Nutrition, food, and health experts recently testified in a Congressional hearing on nutrition, arguing that poor diets are creating a “public health crisis.”
“Many more Americans are sick than are healthy, and the top driver is our food,” says Dariush Mozaffarian, Dean of the School of Nutrition Science and Policy at Tufts University.
Mozaffarian points to the shocking prevalence of disease – one in two American adults has diabetes or prediabetes—as evidence of a government failure to confront diet-related illnesses.
The effects of poor nutrition are especially potent in lower-income communities of color.
“As an African American researcher, mother, and nutrition educator, I have seen the impact of poor nutrition,” says Angela Odoms, a professor at Cornell University.

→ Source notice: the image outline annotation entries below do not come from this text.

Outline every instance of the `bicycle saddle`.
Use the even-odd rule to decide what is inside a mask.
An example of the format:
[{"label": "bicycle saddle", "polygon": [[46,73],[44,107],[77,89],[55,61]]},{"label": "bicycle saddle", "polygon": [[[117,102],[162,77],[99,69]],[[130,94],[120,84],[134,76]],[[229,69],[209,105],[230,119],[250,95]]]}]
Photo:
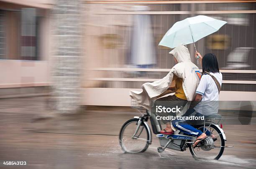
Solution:
[{"label": "bicycle saddle", "polygon": [[218,114],[211,114],[209,116],[205,116],[205,119],[221,119],[221,115]]}]

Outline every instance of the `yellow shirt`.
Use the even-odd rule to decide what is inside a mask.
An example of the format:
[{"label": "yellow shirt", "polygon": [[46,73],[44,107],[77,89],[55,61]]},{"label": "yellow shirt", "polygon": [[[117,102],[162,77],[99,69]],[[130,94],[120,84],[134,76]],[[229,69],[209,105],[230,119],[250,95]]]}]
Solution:
[{"label": "yellow shirt", "polygon": [[175,76],[174,77],[174,79],[175,80],[175,87],[177,89],[174,95],[179,99],[187,100],[187,97],[186,95],[185,95],[184,90],[183,90],[183,87],[182,87],[182,83],[183,83],[182,79],[178,78],[177,76]]}]

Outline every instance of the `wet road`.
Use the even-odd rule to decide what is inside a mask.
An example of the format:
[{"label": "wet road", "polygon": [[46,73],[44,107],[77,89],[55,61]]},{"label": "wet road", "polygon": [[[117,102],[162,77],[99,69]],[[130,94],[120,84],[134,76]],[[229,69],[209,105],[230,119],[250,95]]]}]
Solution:
[{"label": "wet road", "polygon": [[[0,99],[0,168],[252,169],[256,167],[256,125],[225,125],[227,148],[219,160],[195,160],[188,151],[157,152],[158,140],[144,153],[123,154],[118,139],[123,124],[139,115],[130,109],[92,108],[75,116],[50,113],[44,97]],[[46,117],[48,117],[46,116]],[[26,161],[5,166],[4,161]]]}]

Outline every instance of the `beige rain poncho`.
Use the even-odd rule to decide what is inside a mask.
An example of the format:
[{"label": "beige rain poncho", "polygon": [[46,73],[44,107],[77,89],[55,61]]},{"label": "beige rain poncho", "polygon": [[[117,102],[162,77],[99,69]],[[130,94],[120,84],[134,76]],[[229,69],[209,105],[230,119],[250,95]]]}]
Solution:
[{"label": "beige rain poncho", "polygon": [[[142,92],[130,91],[130,96],[148,110],[150,110],[151,107],[153,106],[154,102],[158,97],[168,89],[174,75],[182,79],[183,90],[187,100],[192,101],[195,98],[195,91],[200,81],[200,74],[198,67],[191,62],[188,49],[184,45],[180,45],[169,53],[174,55],[178,63],[172,68],[165,77],[153,82],[143,84],[141,87]],[[188,109],[189,104],[187,104],[184,107],[182,114]]]}]

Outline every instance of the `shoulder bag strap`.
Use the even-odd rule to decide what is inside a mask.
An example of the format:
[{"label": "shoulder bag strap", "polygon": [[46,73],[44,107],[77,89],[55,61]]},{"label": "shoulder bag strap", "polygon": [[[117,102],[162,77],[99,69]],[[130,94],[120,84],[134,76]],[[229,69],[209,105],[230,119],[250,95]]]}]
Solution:
[{"label": "shoulder bag strap", "polygon": [[217,85],[217,86],[218,91],[219,91],[219,94],[220,94],[220,89],[221,89],[221,86],[220,86],[220,83],[219,82],[219,81],[218,81],[218,80],[217,80],[217,79],[214,77],[214,76],[210,74],[209,72],[205,71],[205,72],[204,72],[204,75],[205,74],[209,75],[211,77],[212,77],[212,78],[214,81],[214,82],[215,82],[216,85]]}]

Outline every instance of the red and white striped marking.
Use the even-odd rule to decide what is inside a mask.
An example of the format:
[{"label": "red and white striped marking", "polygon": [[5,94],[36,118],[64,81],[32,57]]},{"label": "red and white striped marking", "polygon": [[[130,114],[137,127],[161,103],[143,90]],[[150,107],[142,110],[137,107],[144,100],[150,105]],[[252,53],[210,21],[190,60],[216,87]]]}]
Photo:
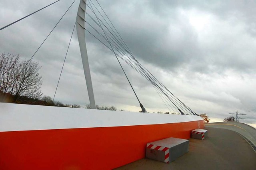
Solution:
[{"label": "red and white striped marking", "polygon": [[164,162],[169,163],[169,155],[170,148],[167,147],[161,146],[160,146],[154,145],[152,144],[147,144],[147,148],[155,150],[161,150],[165,152]]},{"label": "red and white striped marking", "polygon": [[197,132],[196,131],[192,131],[192,133],[202,134],[202,140],[204,140],[204,132]]}]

Black Americans, Odoms testifies, are 60 percent more likely to be diagnosed with diabetes by a physician, 2.3 times more likely to be hospitalized for lower limb amputations, and almost four times as likely to develop kidney failure than white Americans.
The same problems persist for Native Americans, many of whom live in “conditions that are comparable to developing nations,” according to Donald Warne, a public health expert at the University of North Dakota. “A significant national effort,” Warne says, “is needed to promote collaboration and to solve this public health crisis.”

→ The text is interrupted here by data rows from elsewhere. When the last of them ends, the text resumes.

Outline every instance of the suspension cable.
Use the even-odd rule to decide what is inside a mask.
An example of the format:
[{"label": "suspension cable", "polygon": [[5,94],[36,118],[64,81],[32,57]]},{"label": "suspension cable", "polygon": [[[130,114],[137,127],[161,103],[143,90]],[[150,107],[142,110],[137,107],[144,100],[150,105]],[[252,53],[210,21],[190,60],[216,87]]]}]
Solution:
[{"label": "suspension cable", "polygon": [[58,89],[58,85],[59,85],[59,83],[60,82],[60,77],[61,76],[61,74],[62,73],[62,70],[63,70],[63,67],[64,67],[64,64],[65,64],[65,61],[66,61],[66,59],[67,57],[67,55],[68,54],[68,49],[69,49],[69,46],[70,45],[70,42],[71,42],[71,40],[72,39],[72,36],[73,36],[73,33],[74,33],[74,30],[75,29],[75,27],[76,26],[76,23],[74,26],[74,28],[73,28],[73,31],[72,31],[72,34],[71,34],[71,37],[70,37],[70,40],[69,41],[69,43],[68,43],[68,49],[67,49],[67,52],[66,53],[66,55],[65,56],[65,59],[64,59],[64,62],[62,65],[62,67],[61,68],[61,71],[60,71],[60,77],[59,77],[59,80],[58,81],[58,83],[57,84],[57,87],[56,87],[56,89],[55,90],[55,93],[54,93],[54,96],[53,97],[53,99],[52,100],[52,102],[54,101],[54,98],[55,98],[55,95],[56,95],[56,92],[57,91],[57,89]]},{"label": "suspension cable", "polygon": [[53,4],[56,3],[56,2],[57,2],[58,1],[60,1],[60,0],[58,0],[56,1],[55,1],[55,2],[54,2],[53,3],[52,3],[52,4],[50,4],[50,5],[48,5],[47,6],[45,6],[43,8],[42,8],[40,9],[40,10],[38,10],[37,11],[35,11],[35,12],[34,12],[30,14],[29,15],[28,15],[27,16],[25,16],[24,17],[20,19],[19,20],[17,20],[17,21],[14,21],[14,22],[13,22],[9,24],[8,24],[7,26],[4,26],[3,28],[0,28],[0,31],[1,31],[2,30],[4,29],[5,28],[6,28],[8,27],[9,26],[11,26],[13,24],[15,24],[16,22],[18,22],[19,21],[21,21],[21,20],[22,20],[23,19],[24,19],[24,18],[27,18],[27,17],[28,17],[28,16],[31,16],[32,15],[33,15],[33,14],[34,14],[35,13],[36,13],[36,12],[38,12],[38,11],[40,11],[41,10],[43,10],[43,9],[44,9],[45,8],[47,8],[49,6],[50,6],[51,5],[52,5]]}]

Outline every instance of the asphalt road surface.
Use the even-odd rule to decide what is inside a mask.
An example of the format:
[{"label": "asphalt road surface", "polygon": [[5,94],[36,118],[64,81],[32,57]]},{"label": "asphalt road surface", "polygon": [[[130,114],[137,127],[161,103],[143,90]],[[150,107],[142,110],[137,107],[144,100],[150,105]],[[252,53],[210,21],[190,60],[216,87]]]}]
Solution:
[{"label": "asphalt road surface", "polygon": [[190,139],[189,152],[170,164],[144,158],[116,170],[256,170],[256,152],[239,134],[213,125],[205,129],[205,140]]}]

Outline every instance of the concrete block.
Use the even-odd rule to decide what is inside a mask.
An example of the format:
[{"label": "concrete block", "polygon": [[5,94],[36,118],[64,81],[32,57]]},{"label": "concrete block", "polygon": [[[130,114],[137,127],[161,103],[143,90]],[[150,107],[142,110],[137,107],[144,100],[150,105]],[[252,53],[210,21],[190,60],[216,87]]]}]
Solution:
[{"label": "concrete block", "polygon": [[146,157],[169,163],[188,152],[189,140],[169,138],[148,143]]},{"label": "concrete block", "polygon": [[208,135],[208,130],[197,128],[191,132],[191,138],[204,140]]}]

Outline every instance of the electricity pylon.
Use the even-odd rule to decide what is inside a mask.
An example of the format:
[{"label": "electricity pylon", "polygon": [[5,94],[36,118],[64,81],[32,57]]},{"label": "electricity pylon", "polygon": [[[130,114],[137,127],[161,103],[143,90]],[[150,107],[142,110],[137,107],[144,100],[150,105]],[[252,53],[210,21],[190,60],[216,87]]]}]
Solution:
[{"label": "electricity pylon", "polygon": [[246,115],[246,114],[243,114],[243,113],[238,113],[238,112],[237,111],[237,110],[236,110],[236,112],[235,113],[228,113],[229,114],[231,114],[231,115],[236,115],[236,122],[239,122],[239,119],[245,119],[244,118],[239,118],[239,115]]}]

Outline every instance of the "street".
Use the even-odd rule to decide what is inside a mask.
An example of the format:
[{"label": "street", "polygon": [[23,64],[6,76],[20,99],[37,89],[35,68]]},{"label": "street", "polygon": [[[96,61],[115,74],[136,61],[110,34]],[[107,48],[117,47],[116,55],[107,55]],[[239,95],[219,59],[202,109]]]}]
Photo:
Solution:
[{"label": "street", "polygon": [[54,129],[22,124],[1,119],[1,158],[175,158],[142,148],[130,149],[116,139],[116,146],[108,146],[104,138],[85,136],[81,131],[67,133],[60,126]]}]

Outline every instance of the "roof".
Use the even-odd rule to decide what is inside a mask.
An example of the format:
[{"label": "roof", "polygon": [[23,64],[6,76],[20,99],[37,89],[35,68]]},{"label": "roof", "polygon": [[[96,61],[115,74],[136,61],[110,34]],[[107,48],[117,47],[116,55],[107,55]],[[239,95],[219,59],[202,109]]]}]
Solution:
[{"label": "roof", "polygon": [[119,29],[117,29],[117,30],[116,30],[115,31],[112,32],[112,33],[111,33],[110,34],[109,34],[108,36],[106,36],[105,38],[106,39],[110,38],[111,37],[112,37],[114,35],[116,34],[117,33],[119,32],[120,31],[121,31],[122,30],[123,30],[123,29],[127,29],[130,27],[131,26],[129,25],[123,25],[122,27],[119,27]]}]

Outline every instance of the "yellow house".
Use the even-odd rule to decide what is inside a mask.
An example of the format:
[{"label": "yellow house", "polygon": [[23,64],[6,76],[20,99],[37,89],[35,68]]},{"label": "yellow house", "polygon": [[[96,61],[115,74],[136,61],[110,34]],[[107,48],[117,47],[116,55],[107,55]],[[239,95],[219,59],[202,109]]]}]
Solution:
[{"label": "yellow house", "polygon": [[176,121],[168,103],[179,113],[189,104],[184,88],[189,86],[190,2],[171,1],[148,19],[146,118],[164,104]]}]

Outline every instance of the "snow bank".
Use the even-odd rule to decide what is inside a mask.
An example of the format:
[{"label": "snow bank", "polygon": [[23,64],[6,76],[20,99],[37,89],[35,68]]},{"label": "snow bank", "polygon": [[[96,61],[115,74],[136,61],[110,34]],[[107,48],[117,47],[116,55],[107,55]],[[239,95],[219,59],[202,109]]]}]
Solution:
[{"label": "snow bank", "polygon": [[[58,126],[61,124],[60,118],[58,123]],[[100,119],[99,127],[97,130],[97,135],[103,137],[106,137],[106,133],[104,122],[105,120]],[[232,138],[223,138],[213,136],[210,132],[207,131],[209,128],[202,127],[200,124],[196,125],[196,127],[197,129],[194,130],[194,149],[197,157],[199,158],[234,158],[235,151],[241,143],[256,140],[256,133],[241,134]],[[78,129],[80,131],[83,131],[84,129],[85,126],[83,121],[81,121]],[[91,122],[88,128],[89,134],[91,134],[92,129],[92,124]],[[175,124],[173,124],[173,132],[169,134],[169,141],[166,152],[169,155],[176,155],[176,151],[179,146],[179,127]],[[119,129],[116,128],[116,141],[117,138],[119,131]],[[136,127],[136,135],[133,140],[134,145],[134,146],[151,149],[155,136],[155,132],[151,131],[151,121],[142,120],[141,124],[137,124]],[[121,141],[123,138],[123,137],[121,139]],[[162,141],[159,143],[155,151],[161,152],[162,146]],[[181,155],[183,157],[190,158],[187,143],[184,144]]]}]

“These conditions are deadly, costly – and preventable,” Mozzafarian says. “Our nation spends US$237 billion each year in excess health care costs for diabetes, and loses another US$90 billion in lost productivity.”
“Rather than the significant financial expenses and decreases in quality of life associated with addressing complications of diabetes and heart disease,” asks Warne, “would it not make more sense to invest in healthy food in the first place?”
A recent Government Accountability Office report finds that more than 200 federal programs aimed at addressing nutrition are poorly coordinated. The report concludes that the federal government must find a broader strategy to link these programs and tackle chronic disease head-on.